The current article presents conceptual, preliminary and detailed aero-thermal redesign of a typical high pressure turbine nozzle guide vane. Design targets are lower coolant consumption, reduced manufacturing costs and improved durability. These goals are sought by 25% reduction in vane count number and lower number of airfoils per segment. Design challenges such as higher airfoil loading, associate aerodynamic losses and higher thermal loads are discussed. In order to maximize coolant flow reduction and avoid higher aerodynamic losses, airfoil Mach distribution is carefully controlled. There has been an effort to limit design changes so that the proven design features of the original vane are used as much as possible. Accordingly, the same cooling concept is used with minor modifications of the internal structures in order to achieve desired coolant flow and internal heat transfer distribution. Platforms of the new design are quite similar to the original one except for cooling holes and application of thermal barrier coating (TBC). Detailed aerodynamics/heat transfer simulations reveals that the reduced trailing edge (T.E.) blockage and skin friction dominated the negative effect of increased secondary losses. As a result the reduced design performs acceptable in terms of total pressure loss and improving stage efficiency for a wide range of varying pressure ratio. Moreover, more than 20% cooling mass flow can be saved; while maximum and average metal temperatures as well as cross sectional temperature gradients have not been changed much.

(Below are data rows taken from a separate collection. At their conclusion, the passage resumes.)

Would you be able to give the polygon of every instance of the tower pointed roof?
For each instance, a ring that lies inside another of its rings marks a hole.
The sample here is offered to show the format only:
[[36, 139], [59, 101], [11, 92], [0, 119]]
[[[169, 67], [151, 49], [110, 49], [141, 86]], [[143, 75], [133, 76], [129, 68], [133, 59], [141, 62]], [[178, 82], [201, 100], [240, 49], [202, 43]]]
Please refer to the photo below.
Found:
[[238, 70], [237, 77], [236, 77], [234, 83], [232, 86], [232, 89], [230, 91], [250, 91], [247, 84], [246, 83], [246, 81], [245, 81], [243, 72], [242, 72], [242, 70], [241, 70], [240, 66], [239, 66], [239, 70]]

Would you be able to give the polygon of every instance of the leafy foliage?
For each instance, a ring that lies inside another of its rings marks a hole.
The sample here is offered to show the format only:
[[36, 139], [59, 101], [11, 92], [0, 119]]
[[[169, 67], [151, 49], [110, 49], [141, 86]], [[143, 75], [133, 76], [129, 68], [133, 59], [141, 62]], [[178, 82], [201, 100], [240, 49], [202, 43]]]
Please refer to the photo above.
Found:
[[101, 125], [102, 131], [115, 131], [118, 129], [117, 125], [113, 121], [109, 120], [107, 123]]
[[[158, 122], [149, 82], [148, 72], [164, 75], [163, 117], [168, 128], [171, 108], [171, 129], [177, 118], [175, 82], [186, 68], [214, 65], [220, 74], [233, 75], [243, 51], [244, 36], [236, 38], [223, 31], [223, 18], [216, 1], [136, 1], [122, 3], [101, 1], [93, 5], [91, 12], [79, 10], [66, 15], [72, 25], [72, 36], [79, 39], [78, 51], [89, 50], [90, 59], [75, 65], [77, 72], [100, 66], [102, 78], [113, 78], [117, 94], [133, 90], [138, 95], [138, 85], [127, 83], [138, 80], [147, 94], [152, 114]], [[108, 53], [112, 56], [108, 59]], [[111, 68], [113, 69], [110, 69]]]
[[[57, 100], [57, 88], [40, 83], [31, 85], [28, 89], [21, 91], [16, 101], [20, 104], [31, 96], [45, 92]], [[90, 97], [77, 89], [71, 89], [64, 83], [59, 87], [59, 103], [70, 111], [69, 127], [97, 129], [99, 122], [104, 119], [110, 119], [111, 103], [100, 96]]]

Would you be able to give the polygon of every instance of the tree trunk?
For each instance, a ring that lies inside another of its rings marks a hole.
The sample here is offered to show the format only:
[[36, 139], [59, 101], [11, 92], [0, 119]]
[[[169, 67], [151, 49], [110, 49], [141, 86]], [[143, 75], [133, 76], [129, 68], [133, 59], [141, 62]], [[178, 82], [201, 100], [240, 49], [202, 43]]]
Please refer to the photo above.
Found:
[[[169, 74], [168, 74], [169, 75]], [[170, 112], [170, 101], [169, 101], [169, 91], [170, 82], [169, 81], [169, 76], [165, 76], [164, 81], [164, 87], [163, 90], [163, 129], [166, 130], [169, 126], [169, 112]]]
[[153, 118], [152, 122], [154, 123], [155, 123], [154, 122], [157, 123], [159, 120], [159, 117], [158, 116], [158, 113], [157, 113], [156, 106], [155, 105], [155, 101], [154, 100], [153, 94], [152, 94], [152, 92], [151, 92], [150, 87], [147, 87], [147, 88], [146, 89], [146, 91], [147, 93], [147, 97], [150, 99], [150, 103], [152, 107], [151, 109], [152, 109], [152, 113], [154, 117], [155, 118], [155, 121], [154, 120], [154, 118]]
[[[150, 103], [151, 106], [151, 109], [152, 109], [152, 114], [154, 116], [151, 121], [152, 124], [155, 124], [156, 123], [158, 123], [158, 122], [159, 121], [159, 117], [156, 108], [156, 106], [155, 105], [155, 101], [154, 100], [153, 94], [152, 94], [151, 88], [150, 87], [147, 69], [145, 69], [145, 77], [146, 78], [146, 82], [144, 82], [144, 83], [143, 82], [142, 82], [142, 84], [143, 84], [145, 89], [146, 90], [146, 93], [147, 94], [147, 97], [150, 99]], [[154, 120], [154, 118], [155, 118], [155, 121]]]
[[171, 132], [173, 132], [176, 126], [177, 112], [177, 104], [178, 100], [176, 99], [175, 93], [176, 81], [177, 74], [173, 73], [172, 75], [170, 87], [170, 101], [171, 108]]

本文介绍了典型的高压涡轮喷嘴导向叶片的概念，初步和详细的空气热设计。设计目标是降低冷却液消耗量，降低制造成本并提高耐用性。通过减少叶片数量的25％和降低每段翼型的数量来寻求这些目标。讨论了诸如更高的翼型载荷，相关的空气动力学损失和更高的热载荷等设计挑战。为了最大程度地减少冷却剂流量并避免更高的空气动力学损失，必须对翼型马赫分布进行仔细控制。人们一直在努力限制设计变更，以便尽可能多地使用原始叶片的成熟设计特征。因此，使用相同的冷却概念，但对内部结构进行了一些改动，以实现所需的冷却剂流量和内部传热分布。除了冷却孔和热障涂层（TBC）的应用之外，新设计的平台与原始平台非常相似。详细的空气动力学/传热模拟显示，减少的后缘（TE）阻塞和皮肤摩擦力主导了二次损失增加的负面影响。结果，对于大范围的变化的压力比，减小的设计在总压力损失和改善阶段效率方面表现出可接受的。而且，可以节省20％以上的冷却质量流量；最高和平均金属温度以及截面温度梯度变化不大。